Sunday 12th April
We arrive home from our travels oop North. So much changes in a week. The cherry tree outside our house is suddenly covered in white blossom; the rhubarb patch in the back garden has new leaves shooting up everywhere; and I am relieved to see that the raspberry canes have survived my severe pruning and new shoots are appearing.
The children run from room to room, delighted to be home. The cat follows them, flopping down for a few minutes at the top of the stairs before trotting after them to the next location.
Tom and I take advantage of them getting on and have a cup of tea in the garden down by the vegetable patch. As I have a captive audience, I take this opportunity to outline my ambitious plans for a walk-in chicken run. I’ve been taking the softly-softly approach vis-a-vis keeping chickens, but I’ve become more brazen recently. I told Daisy that I wanted chickens for my birthday (9th JUNE, PEOPLE!!), to which she replied:
“Not a chance, mum, not a chance.”
I have a little more confidence than her.
I go to bed that night alone (Tom is engrossed in The Vikings). It’s strange not to have my little side-kick next to me (Ollie), throwing his leg over me; nor to hear the loud honking of the geese over Rowntree Park as I fall asleep.
Monday 13th April
7.30am. It’s back to school. Daisy is standing by our bed in her school uniform (unheard of), trying to negotiate an early morning episode of Horrible Histories. She seems to have forgotten that the holidays are over.
The phone rings. It’s Tom making sure I’m up. I’m not. He’s almost at Swaffham; Ollie and I are snuggled up in bed. I’m not sure when he appeared. He can be stealthful when he wants to be. We’re going to be horribly under pressure, but getting up and starting the school routine again seems an awful proposition.
There’s a minor riot when I discover there’s only muesli for breakfast. The cupboards are bare from our week away. Poor Daisy has only one option for lunch: last night’s leftover takeaway pizza. In some weird role-reversal she asks for carrot sticks with it, or at least a banana, I do a big sigh and say:
“Can’t you just have a Twix instead?”
Ollie is squawking because someone has dressed him in long shorts and he’s cold.
“It’s spring-time!” I say, as if the shorts are an intentional choice rather than the only choice because all his other clothes are dirty. I put some long socks on him to compensate, but he’s not stupid, he knows this is not a good look.
Somehow we all make it out of the door but Ollie cries all the way to preschool.

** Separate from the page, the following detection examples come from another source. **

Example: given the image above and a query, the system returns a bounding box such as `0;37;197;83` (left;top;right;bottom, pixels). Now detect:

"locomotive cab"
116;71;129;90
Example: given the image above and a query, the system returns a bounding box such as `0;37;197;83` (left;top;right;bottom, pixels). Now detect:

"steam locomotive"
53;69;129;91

For dinner I need to cobble together something from what we have in. I find some chicken drumsticks and thighs in the freezer, and we have rice and raisins in the cupboard. The only vegetables in are onions in the fridge; Ollie will be delighted.

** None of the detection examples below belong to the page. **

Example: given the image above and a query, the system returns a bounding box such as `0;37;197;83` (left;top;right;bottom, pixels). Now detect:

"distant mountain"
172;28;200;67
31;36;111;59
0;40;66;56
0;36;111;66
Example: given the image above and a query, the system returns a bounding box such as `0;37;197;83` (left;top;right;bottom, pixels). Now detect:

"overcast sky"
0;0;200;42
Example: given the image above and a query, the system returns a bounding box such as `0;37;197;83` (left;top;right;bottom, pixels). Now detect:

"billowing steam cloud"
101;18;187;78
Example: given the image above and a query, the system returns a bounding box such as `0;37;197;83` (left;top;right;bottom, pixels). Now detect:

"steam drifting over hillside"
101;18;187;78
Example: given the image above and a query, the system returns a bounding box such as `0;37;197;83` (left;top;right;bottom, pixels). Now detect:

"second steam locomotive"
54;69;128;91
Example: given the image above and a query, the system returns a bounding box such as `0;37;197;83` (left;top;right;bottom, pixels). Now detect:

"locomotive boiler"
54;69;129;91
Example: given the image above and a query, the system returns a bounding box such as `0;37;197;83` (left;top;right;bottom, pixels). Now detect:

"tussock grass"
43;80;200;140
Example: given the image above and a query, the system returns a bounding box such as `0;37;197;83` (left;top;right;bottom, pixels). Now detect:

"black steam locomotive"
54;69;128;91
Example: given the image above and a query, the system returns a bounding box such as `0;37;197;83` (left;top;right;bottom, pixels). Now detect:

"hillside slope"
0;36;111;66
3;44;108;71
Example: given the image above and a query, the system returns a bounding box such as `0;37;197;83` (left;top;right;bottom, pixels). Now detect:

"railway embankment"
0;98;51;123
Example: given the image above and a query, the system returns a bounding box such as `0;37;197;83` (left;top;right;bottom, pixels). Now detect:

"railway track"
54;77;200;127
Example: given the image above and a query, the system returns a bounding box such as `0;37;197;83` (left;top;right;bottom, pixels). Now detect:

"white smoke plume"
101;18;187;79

This one-pot chicken dish is easy to make and is perfect comfort food for that back-to-work/school kind of a day. It is based on Yotam Ottolenghi’s recipe but I have added greater quantities of the spices, and have cooked it a bit quicker. We all reconvene at 6.30pm around the kitchen table, glad to have got through the first day back.
- olive oil, 4 tbsps
- medium onions, 2, finely sliced
- chicken thighs & drumsticks, 1kg
- cardamom pods, 12
- whole cloves, 1tsp
- ground cinnamon, 2tsp
- currants or raisins, 30g
- basmati rice, 300g
- boiling water, 550ml
- parsley, coriander, dill, 5g of each chopped.
- salt and pepper
- Greek yogurt, 100g (optional)
Using your largest casserole dish (which has a lid), fry the onions in 2tbsps of the oil over a medium heat for 10-15 minutes. Stir occasionally, until the onions as golden and caramelised.
In the meantime, put the chicken in a large bowl with the other 2 tbsps of oil plus the cinnamon, cardomom pods, cloves, 1 tsp of both salt and ground pepper. Rub it all in with your hands.
Once the onions are cooked, remove them from the pan and put into a bowl. Wipe the pan clean, heat it again on high and sear the chicken for 5 minutes on each side. Remove the chicken from the pan.
Pour away most of the oil leaving only a millimetre. Add the onion, rice, currants and 1tsp of salt. Stir it all around to coat it in the oil and spices on the bottom of the pan. Push the chicken pieces into the rice and pour over the boiling water.Cover and cook on low for 30 minutes.
Check the chicken is cooked. If the meat doesn’t come off the bone easily, leave the casserole dish to stand for 10 minutes with the lid on, off the heat.
Add the herbs and use a fork to fluff the rice and to stir them in. Serve with a drizzling of Greek yogurt if you wish.